The American Legion War Memorial at Clarendon
The American Legion War Memorial was erected on November 11, 1931
The American Legion War Memorial was erected on November 11, 1931 by the American Legion and designed by Adolph Thelander. While it was made for those lives lost during the Great War (WWI), it has since had plaques added to honor other Arlington citizens who lost their lives in the service of the United States of America. The monument sits on raised ground above the surrounding area and is a stone monument topped with an orb with an eagle on top. The pink granite stones used to build this monument were taken from Arlington Cemetery.
The Washington Post covered the event: “While 2,000 persons stood with bared heads as the bugle notes of taps sounded. Katherine Bruce, the 13-year-old daughter of Robert J. Bruce, unveiled Arlington County's memorial to the World War Dead upon the tablet on which her father's name appears.
“Opening the county's most impressive Armistice Day celebration, the Fort Myer Band played "America, the Beautiful." The Rev. Perry L. Mitchell, pastor of Clarendon Baptist Church, delivered the invocation.
"’I have no word to express the veneration and affection we all must feel for those who, by their courage and sacrifice, brought a glorious conclusion to the greatest and costliest of all the mighty conflicts.’ Representative Hoard W. Smith, the dedicatory speaker, said.
“The monument must not only commemorate the dead but must serve to admonish the living, that in peace as well as war the Nation must cherish the fundamentals of democratic government, he said.
“The exercises at the monument were concluded with the playing of "The Star Spangled Banner" by the Band of the Washington and Lee High School.
“In a recess in the granite structure is the tablet upon which the names of those who gave their lives appear.
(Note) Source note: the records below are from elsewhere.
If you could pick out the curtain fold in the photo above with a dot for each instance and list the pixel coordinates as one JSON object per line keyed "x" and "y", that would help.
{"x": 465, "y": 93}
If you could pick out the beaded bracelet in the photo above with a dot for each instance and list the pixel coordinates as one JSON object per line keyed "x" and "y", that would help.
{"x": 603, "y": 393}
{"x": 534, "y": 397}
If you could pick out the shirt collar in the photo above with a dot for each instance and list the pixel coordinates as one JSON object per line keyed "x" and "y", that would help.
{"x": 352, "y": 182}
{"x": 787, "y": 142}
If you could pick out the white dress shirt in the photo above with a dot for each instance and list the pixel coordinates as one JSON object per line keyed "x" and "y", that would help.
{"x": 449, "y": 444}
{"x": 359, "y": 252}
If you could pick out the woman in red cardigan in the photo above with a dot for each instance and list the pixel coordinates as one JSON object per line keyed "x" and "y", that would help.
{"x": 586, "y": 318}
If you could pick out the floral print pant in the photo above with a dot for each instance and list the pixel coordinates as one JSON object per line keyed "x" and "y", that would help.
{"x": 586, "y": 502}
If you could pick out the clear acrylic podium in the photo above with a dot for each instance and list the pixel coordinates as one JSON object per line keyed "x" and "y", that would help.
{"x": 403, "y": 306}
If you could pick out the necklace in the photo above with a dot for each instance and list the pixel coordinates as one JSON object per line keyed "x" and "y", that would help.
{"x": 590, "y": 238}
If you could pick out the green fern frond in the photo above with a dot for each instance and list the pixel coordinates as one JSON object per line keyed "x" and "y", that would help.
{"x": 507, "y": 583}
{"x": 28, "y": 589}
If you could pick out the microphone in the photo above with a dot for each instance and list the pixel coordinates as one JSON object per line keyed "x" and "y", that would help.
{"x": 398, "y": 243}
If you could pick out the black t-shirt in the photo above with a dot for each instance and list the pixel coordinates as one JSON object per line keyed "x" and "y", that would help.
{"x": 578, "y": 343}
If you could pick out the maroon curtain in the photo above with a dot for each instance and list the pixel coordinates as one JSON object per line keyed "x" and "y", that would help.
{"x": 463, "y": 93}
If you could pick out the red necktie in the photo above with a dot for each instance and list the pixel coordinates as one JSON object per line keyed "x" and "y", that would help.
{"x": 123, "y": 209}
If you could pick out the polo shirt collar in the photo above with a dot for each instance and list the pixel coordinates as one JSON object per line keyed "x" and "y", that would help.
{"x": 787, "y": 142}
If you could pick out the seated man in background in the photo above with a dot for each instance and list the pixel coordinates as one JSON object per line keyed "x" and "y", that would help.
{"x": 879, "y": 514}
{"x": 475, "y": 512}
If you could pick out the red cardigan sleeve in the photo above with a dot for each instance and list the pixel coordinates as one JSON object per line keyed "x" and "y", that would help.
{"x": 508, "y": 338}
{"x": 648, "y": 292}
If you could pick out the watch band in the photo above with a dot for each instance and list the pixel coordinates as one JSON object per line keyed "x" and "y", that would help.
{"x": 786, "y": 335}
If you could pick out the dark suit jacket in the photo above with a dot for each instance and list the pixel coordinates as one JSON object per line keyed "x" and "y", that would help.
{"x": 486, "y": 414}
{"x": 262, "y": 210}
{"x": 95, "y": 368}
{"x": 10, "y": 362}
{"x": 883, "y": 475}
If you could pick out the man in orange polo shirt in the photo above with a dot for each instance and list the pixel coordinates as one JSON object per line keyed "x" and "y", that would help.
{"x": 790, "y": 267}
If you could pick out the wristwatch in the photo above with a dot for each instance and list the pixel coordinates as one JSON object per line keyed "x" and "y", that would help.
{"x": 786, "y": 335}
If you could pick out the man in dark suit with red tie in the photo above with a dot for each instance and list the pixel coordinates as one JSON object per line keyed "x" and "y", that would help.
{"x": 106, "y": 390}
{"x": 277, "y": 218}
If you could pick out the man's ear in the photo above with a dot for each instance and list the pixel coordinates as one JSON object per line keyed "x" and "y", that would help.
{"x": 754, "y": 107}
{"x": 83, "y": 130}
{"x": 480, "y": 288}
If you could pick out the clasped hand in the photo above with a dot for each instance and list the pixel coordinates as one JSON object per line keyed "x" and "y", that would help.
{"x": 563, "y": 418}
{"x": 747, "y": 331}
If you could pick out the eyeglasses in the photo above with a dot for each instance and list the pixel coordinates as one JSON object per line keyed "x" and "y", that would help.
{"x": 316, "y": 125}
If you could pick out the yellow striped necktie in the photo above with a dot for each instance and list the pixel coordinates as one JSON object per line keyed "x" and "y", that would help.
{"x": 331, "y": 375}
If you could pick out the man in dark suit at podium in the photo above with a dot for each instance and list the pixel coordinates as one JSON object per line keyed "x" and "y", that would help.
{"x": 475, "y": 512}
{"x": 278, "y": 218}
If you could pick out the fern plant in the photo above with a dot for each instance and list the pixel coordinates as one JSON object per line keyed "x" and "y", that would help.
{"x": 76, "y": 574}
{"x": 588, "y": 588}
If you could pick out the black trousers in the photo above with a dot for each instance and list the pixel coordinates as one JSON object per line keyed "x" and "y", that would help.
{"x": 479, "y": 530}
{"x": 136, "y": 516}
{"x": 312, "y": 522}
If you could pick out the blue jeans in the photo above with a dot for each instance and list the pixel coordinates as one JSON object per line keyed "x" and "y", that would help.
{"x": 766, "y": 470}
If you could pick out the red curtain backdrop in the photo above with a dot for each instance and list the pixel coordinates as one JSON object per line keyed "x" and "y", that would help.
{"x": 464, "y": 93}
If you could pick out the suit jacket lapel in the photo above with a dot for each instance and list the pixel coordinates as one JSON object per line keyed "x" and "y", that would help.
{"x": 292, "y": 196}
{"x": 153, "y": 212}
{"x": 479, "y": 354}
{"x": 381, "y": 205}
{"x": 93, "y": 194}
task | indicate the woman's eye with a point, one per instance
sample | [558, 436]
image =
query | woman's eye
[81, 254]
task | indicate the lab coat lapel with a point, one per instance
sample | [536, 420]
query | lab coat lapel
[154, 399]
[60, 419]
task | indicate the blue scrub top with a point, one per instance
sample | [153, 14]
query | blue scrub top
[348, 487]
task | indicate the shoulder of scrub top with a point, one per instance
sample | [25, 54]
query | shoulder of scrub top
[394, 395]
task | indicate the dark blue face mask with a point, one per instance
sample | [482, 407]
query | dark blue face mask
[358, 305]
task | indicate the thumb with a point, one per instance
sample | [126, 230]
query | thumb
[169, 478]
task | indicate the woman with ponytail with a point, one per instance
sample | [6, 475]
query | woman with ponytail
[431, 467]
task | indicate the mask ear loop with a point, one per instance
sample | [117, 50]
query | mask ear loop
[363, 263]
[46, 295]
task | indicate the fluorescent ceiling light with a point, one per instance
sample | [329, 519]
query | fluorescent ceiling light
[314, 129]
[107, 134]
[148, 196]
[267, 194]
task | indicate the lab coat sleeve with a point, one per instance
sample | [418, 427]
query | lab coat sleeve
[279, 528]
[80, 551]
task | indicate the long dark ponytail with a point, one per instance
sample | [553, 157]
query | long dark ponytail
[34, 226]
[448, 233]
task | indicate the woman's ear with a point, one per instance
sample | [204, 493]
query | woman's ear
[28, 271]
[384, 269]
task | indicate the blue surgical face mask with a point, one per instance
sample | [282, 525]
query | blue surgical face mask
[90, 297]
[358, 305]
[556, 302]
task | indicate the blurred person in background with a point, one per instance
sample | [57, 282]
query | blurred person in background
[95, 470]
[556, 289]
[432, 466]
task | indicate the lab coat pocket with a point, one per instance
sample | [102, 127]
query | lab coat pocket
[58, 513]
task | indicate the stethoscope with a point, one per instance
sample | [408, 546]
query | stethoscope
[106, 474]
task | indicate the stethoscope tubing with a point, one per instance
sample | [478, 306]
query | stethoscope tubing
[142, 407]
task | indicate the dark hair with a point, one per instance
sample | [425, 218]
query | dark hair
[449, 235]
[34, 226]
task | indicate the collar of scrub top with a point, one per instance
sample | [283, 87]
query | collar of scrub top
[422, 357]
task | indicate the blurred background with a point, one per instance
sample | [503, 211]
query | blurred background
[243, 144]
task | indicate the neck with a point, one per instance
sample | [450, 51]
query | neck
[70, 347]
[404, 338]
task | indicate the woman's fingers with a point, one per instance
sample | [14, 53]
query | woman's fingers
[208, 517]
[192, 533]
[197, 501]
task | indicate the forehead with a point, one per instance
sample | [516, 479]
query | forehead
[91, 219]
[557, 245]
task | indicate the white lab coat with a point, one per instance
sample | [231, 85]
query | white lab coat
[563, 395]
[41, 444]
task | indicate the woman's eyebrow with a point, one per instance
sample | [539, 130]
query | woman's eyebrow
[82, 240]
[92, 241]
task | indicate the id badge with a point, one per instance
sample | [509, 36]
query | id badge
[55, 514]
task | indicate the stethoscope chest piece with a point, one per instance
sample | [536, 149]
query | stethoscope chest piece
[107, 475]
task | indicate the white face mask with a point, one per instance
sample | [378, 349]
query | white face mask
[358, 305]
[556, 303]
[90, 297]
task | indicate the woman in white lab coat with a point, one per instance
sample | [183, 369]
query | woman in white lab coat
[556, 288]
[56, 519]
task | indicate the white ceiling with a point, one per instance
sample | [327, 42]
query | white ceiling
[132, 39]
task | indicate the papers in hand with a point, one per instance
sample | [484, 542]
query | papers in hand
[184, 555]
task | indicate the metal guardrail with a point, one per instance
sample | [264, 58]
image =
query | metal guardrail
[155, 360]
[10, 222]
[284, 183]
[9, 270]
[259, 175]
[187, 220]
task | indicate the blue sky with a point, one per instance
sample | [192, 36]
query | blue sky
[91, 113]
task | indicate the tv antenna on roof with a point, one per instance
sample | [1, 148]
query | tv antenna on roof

They are
John Lyon
John G. Smallwood
Robert J. Bruce
Harry A. Stone
Irving T.C. Newman
Harry E. Vermillion
Edward J. Smith
Archie W. Williams
Frederick W. Schutt
Frank Dunkin
Oscar L. Housel
Arthur Morgan
Ralph Lowe
“After the dedication, there was a parade, headed by the Fort Myer Band, in which Victory Post, of Washington, Alexandria Post, Washington and Lee Cadets and girls auxiliary, cadet band, and Arlington County Post, American Legion, marched. The memorial was erected by the legionnaires and citizens of the county from granite quarried in Arlington Cemetery.”
Today, we know this memorial is incomplete. Three more men from Arlington were not included, probably because of how the information was collected, by an ad in a newspaper asking people to supply the names of their relatives who had died in the war. Those with no relatives or none in the area could not have responded.
This memorial is located in Clarendon now with the historical context of the monument and the racist separation of the names of two African-American men who were listed on the commemorative memorial: Arthur Morgan and Ralph Lowe.